Mat expresses how young cannon fodder should get over it, implying that advertising/media will always be hard work ..with an abundance of unpaid overhours. Sounds like the messenger of a decaying industry trying way too hard to stay competitive in a growingly low-margin business.
Hypothetically imagining that for one time most agencies would hire sufficient staff (and allocating suitable resources), facilitating a balanced work-life culture amongst their employees, their profit margins would shrink considerably. Clients don’t want to pay more than they did years ago. They expect to pay less, while most shareholders, owners or investors expect to get more from their agency property. Who’s inbetween? Gen-Y!

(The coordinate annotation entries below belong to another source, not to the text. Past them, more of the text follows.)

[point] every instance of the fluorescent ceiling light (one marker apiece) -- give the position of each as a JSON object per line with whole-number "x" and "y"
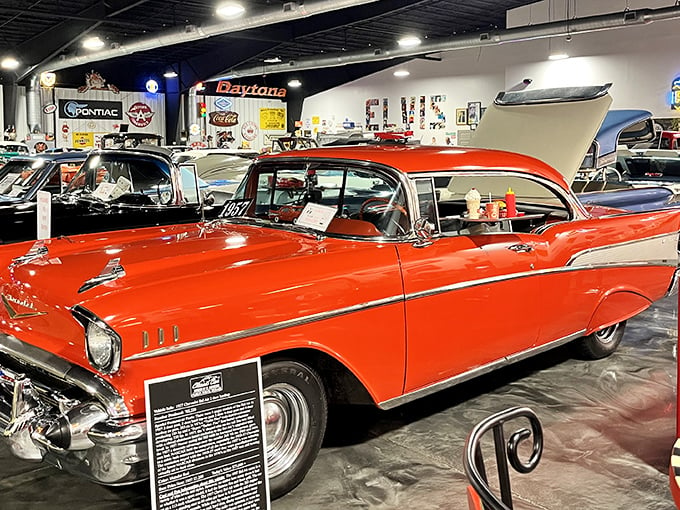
{"x": 9, "y": 63}
{"x": 93, "y": 43}
{"x": 230, "y": 10}
{"x": 409, "y": 41}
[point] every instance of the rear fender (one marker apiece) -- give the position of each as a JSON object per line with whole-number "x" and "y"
{"x": 617, "y": 306}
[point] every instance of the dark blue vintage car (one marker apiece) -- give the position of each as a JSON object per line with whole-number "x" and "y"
{"x": 623, "y": 179}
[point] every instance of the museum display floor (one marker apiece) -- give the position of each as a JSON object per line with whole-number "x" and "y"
{"x": 609, "y": 426}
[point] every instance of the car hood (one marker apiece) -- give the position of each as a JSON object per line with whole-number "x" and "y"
{"x": 227, "y": 270}
{"x": 557, "y": 126}
{"x": 176, "y": 251}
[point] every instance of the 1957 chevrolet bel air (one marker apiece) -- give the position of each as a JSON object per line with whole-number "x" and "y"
{"x": 400, "y": 295}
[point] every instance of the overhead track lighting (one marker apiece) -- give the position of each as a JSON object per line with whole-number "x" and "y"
{"x": 9, "y": 63}
{"x": 230, "y": 10}
{"x": 409, "y": 41}
{"x": 93, "y": 43}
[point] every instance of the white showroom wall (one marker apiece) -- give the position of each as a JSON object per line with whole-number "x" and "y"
{"x": 640, "y": 61}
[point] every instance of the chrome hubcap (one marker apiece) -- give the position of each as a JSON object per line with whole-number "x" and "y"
{"x": 606, "y": 335}
{"x": 287, "y": 423}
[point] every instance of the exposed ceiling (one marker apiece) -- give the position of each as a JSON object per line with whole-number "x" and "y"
{"x": 37, "y": 32}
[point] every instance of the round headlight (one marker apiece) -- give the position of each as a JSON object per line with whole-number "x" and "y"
{"x": 99, "y": 345}
{"x": 102, "y": 344}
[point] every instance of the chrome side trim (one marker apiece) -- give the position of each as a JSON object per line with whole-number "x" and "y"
{"x": 300, "y": 321}
{"x": 268, "y": 328}
{"x": 476, "y": 372}
{"x": 672, "y": 235}
{"x": 72, "y": 374}
{"x": 675, "y": 283}
{"x": 527, "y": 274}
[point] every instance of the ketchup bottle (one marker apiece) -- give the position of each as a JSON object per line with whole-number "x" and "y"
{"x": 510, "y": 203}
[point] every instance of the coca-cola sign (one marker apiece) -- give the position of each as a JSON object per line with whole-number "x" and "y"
{"x": 223, "y": 119}
{"x": 140, "y": 114}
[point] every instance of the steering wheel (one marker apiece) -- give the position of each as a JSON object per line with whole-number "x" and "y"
{"x": 386, "y": 205}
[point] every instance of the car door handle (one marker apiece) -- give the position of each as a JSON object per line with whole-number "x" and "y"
{"x": 520, "y": 248}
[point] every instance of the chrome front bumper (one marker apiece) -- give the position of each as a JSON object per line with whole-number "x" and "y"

Mat mentioned “Gen Y are loyal and retainable when treated with the right management style”. Just between the lines this notion implies manipulative people management tactics to make the “sheep” work harder. You can already foresee the first HR/C-Suite blogs shouting out their most recent achievements in posts such as “How to make Gen-Y work harder without spending a dime”.
Gen-Y. Don’t lie to yourself, the glamour and lifestyle of advertising industries’ golden age is longtime over. Some prophets still mantra-like celebrate the past and hold their banners high in rememberance of the great days. In fact, You won’t be famous, you won’t be remembered for any award, you won’t face sudden applause while going through your neighbourhood, your kids won’t adore you because you created campaign x.
Nowadays, fulfilling work originates from other industries. And by the way, it’s less about the work that you do, its about the people you work with, the challenges you master, the money you carry home, the experiences you build and share with your partner/friends and the champions you raise in your family. As always, advertising takes itself way too important. Listening to someone like Mat Baxter is the best reason to laugh about this self-indulgent club.